United States v. Magnesium Corp. of Am., 2006 WL 2350155, (D. Utah Aug. 11, 2006)
In this decision, the court considered the government’s motion for an order requiring certain defendants "to maintain documents in their possession that are relevant to this case throughout all phases of the litigation." In making the request, the government indicated that it has no reason to believe that the defendants were destroying documents, but also noted that Phase III of the litigation could occur as late as 2009. Since the government did not know whether the defendants had a policy that limits the time that documents are retained, it wanted to ensure that relevant documents were not inadvertently destroyed as part of the defendants’ document retention policy.

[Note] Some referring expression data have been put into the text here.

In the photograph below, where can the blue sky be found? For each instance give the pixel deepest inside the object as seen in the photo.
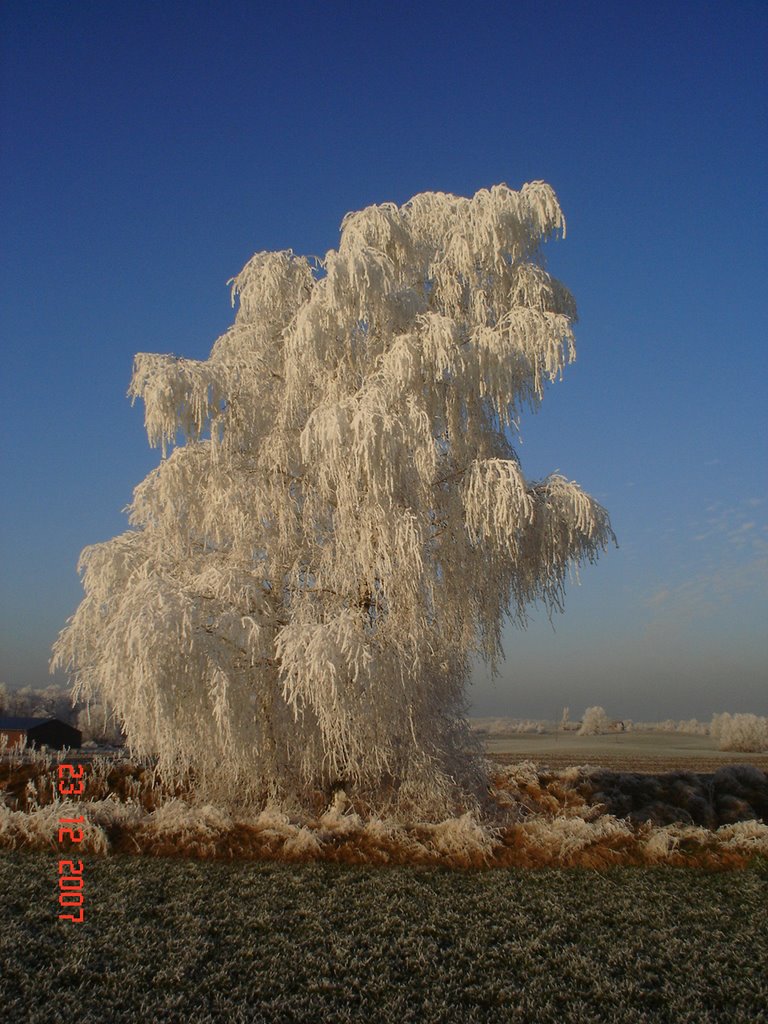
(151, 148)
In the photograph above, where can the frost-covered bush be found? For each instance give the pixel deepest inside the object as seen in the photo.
(97, 725)
(594, 722)
(748, 733)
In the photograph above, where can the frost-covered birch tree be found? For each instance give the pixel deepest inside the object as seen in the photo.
(342, 522)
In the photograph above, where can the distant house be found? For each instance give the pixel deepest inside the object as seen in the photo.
(40, 731)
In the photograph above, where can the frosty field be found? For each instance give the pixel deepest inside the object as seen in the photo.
(172, 940)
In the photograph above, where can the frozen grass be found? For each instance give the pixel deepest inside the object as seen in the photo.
(182, 940)
(577, 817)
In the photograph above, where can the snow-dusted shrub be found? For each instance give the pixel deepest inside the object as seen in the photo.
(97, 725)
(748, 733)
(594, 722)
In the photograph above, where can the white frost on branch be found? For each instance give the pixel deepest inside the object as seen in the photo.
(342, 522)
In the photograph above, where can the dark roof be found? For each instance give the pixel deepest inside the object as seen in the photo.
(26, 723)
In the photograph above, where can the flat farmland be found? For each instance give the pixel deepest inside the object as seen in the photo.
(639, 752)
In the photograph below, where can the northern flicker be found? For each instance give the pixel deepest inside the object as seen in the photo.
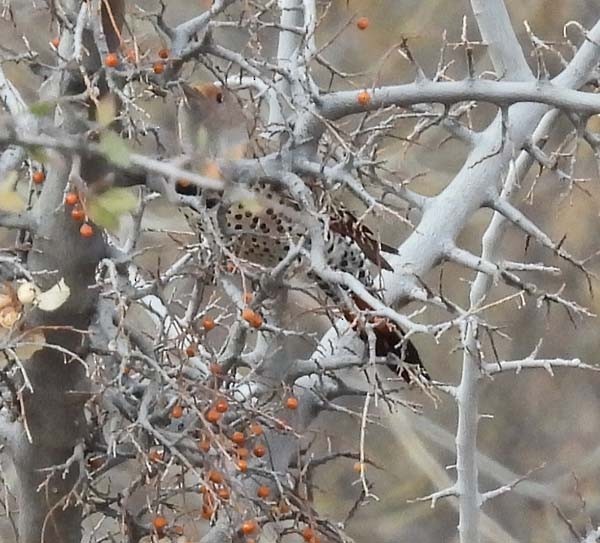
(261, 223)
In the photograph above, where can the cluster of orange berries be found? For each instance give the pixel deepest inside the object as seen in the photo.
(111, 60)
(78, 214)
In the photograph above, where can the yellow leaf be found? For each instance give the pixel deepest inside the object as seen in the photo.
(10, 199)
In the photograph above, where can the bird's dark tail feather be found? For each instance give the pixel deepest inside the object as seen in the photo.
(391, 340)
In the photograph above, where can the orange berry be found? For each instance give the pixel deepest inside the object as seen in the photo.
(263, 492)
(308, 534)
(77, 214)
(156, 455)
(160, 523)
(238, 438)
(284, 508)
(224, 494)
(191, 350)
(207, 512)
(292, 402)
(208, 323)
(71, 198)
(221, 405)
(111, 60)
(249, 527)
(213, 416)
(38, 177)
(204, 444)
(216, 368)
(363, 98)
(257, 321)
(86, 230)
(256, 429)
(131, 56)
(177, 411)
(362, 23)
(259, 451)
(215, 477)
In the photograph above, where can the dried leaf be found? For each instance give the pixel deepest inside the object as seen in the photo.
(28, 292)
(53, 298)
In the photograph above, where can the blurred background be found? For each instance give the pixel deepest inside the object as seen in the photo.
(540, 424)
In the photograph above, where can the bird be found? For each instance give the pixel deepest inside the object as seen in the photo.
(262, 222)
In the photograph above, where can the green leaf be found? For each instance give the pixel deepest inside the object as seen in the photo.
(114, 148)
(106, 110)
(102, 216)
(106, 209)
(42, 108)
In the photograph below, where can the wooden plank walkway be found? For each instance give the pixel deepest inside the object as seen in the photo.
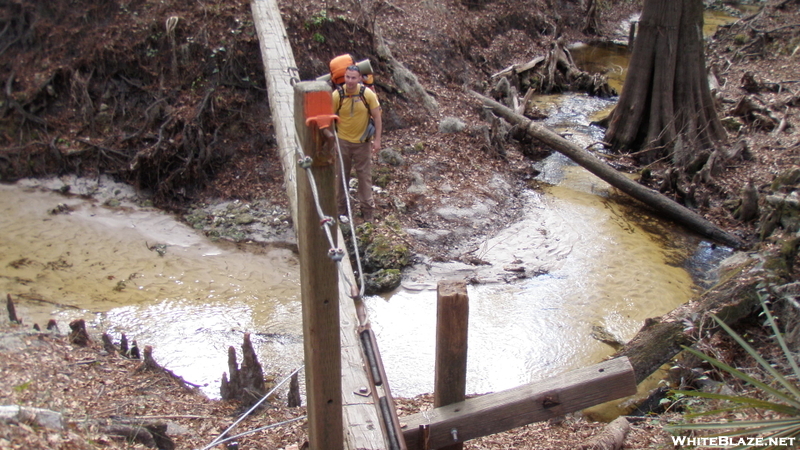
(362, 425)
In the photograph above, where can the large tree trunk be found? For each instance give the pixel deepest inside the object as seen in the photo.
(660, 203)
(666, 105)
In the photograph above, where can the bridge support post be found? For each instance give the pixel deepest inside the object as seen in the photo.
(318, 271)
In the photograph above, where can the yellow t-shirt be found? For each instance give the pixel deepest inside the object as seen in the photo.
(353, 114)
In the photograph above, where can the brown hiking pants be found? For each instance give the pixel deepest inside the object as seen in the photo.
(359, 157)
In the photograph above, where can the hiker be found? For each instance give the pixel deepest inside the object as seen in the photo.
(358, 138)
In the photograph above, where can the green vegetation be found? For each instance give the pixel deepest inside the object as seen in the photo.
(782, 397)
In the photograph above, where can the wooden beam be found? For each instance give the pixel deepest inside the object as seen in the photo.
(452, 318)
(318, 278)
(533, 402)
(452, 332)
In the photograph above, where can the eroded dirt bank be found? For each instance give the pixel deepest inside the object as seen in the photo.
(169, 97)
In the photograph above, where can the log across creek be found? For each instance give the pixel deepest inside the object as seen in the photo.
(661, 204)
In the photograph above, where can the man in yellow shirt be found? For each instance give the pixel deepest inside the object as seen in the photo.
(358, 139)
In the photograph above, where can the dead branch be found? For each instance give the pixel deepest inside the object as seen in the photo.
(660, 203)
(611, 438)
(78, 335)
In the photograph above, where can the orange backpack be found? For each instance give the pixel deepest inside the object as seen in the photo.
(339, 65)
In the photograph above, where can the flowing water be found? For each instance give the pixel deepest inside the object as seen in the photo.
(591, 263)
(188, 297)
(594, 263)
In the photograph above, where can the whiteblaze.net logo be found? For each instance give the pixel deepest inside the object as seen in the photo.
(729, 441)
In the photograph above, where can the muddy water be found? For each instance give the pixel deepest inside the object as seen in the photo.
(591, 263)
(190, 304)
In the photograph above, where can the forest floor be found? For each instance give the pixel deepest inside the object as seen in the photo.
(93, 388)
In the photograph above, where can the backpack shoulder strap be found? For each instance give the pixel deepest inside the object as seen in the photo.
(364, 98)
(341, 97)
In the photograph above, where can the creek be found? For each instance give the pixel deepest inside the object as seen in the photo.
(591, 262)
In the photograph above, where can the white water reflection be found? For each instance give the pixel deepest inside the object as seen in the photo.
(190, 304)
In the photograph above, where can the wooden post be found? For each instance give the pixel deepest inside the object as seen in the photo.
(533, 402)
(631, 35)
(318, 272)
(452, 318)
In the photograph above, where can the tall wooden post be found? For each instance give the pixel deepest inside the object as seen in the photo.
(318, 272)
(452, 318)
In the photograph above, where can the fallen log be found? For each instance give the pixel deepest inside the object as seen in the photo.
(668, 208)
(611, 438)
(732, 299)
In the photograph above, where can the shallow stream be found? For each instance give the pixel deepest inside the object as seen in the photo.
(589, 263)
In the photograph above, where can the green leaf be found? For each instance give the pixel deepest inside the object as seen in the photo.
(747, 401)
(779, 338)
(744, 377)
(767, 366)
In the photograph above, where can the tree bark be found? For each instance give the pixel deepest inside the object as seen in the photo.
(611, 438)
(660, 203)
(666, 106)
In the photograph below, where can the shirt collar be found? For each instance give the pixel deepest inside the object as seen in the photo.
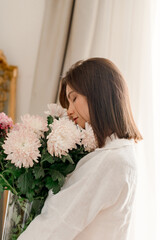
(114, 142)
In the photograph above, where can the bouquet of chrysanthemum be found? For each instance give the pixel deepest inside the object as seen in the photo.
(35, 156)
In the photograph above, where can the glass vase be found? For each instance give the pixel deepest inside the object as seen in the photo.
(19, 214)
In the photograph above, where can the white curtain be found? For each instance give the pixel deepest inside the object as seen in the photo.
(121, 30)
(51, 52)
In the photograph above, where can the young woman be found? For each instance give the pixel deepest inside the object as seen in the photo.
(96, 200)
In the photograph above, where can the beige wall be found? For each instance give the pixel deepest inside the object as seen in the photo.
(20, 30)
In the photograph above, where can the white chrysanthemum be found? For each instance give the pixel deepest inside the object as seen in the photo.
(56, 110)
(21, 146)
(88, 138)
(36, 123)
(64, 137)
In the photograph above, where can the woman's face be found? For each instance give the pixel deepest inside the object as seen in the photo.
(78, 107)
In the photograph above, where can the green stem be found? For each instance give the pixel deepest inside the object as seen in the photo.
(13, 190)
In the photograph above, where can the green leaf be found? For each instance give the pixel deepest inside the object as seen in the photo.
(50, 119)
(56, 188)
(30, 195)
(25, 182)
(38, 172)
(68, 157)
(1, 191)
(49, 182)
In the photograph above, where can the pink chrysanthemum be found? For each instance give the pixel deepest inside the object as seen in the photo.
(56, 110)
(5, 121)
(88, 138)
(36, 123)
(21, 146)
(64, 137)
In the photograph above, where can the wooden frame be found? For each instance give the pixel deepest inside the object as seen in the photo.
(8, 77)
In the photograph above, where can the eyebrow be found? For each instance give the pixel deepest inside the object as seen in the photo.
(70, 93)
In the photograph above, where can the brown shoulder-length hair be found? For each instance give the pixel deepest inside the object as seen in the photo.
(100, 81)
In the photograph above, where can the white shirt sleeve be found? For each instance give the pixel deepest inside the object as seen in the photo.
(89, 190)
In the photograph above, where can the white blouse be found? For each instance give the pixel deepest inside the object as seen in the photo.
(96, 200)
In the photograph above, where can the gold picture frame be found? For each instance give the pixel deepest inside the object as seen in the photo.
(8, 78)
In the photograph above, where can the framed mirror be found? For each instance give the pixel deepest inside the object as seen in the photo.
(8, 78)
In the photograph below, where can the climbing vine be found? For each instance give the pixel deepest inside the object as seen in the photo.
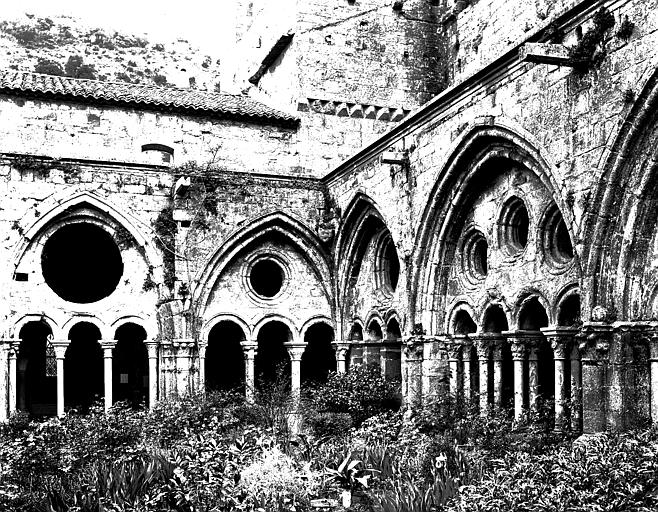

In response, the defendants stated that "’[w]here no showing has been made of a significant threat that documents will be lost or destroyed absent an immediate order, a document preservation order generally is not appropriate.’" (Citation omitted.) The Defendants contended that the government failed to make that showing. Further, the defendants argued that the scope of the order requested by the government was too broad. Nevertheless, the defendants did not oppose the entry of a preservation order, as long as it applied equally to the government.
In light of the defendants’ non-opposition to the entry of a preservation order, the court granted the motion in the form suggested by the defendants, and concluded that it would "enter an order requiring both the United States and the non-USM defendants to preserve all documents in their possession relevant to the claims or defenses of any party until this litigation is completed."